As a working mum I am charging about with my son and working and we don’t always give ourselves time to fully enjoy what we’re doing. The minute you stop it can hit you like a wallop in the face because you haven’t had a proper conversation with someone. This is where we need to be careful with social media – we need to turn it off sometimes and sit down with one person and have a proper conversation where we ask how they are and really listen to the answer. We need to connect on a deeper level rather than just having lots of superficial interactions.
“I suffered a lot with PND and I have really had to get that back to basics”
Imposter syndrome is a huge deal for women in particular and we really have to stop that. My son has helped me a lot – I suffered a lot with PND and I have really had to get that back to basics and remember that the only thing that really matters is my happy, healthy family. I am the first person to admit that while some mums manage homemade lunches for their kids, I got mine at the supermarket – I don’t know anyone who will judge me and I am not worried if they do, but I think that only comes from really having to take stock of yourself and really knowing that something has to give; knowing you can’t do it all.
After I had my son I was trying to do it all, I fell back into that trap of people pleasing. At the end of the day though, when it’s just you and your thoughts, that can make for a very lonely place. My advice is to take the pressure back and say no to a few things.
“Say no to a few things”
Have the time to notice things. Conduct a day or a week of your life as if you’re on holiday – maybe tell people you are on holiday when you’re not if you just want to focus on something or sit at home and chill out and not be accountable for everything. It gives a huge sense of empowerment to put a line in things and apply boundaries but people respond very well to them.

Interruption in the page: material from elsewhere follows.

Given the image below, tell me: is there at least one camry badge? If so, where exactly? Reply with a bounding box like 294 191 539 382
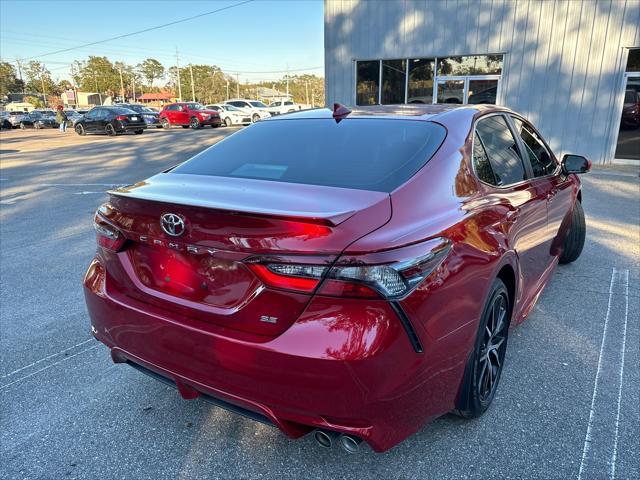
160 213 184 237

Also, find people to talk to and have the right friendships. Sometimes friendships can be seasonal, and become more or less important at different stages in your life. It’s important to find people to talk to who you have something in common with. I am very happy to put my hands up and say I was a mother and baby group snob before I had my son, but I completely misjudged how important it can be to socialise with new people, people who are on the same wavelength. The refreshing new pair of eyes it’s cast on my life has been wonderful and I have really enjoyed nurturing new friendships.